1. Strengthening Health Education: Implement comprehensive health education programs that specifically target sexually active men in sub-Saharan Africa (SSA). These programs should focus on increasing awareness and knowledge about sexually transmitted infections (STIs), including prevention methods, symptoms, and treatment options.

2. Promoting Condom Use: Develop initiatives to promote consistent and correct condom use among sexually active men in SSA. This can include distributing free condoms, conducting educational campaigns on the importance of condom use, and addressing misconceptions or barriers to condom use.

3. Increasing HIV/AIDS Knowledge: Enhance HIV/AIDS knowledge among sexually active men in SSA through targeted educational campaigns. This can involve providing accurate information about HIV transmission, prevention methods, and the importance of regular HIV testing.

4. Improving Healthcare Access: Enhance access to healthcare services, including STI testing and treatment, for sexually active men in SSA. This can be achieved by strengthening healthcare infrastructure, increasing the availability of STI testing facilities, and reducing financial barriers to accessing healthcare services.

To simulate the impact of these recommendations on improving access to maternal health, a methodology could be developed as follows:

1. Define the indicators: Identify key indicators that reflect access to maternal health, such as the number of antenatal care visits, skilled birth attendance, and postnatal care utilization.
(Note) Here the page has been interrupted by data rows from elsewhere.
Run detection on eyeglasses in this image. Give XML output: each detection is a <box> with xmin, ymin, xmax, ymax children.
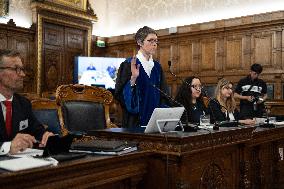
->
<box><xmin>223</xmin><ymin>86</ymin><xmax>233</xmax><ymax>90</ymax></box>
<box><xmin>0</xmin><ymin>66</ymin><xmax>26</xmax><ymax>74</ymax></box>
<box><xmin>146</xmin><ymin>39</ymin><xmax>159</xmax><ymax>44</ymax></box>
<box><xmin>191</xmin><ymin>85</ymin><xmax>203</xmax><ymax>90</ymax></box>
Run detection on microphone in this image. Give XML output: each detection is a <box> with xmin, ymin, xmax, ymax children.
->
<box><xmin>151</xmin><ymin>84</ymin><xmax>198</xmax><ymax>132</ymax></box>
<box><xmin>202</xmin><ymin>89</ymin><xmax>220</xmax><ymax>130</ymax></box>
<box><xmin>258</xmin><ymin>103</ymin><xmax>275</xmax><ymax>128</ymax></box>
2. Collect baseline data: Gather data on the current status of these indicators in the target population. This can be done through surveys, interviews, or existing data sources.

3. Implement interventions: Introduce the recommended innovations, such as health education programs, condom promotion initiatives, and HIV/AIDS knowledge campaigns, in the target population.

4. Monitor and evaluate: Continuously monitor the implementation of the interventions and collect data on the selected indicators. This can involve conducting follow-up surveys or using existing data sources.

5. Analyze the data: Analyze the collected data to assess the impact of the interventions on the selected indicators. This can be done through statistical analysis, such as comparing pre- and post-intervention data or conducting regression analysis to identify associations.

6. Interpret the results: Interpret the findings to understand the effectiveness of the interventions in improving access to maternal health. Identify any significant changes in the selected indicators and assess the overall impact of the recommendations.

7. Adjust and refine: Based on the results, make adjustments and refinements to the interventions as needed. This can involve scaling up successful interventions, addressing any challenges or barriers identified, and continuously monitoring and evaluating the impact.

By following this methodology, it would be possible to simulate the impact of the recommended innovations on improving access to maternal health and make informed decisions on implementing effective strategies in sub-Saharan Africa.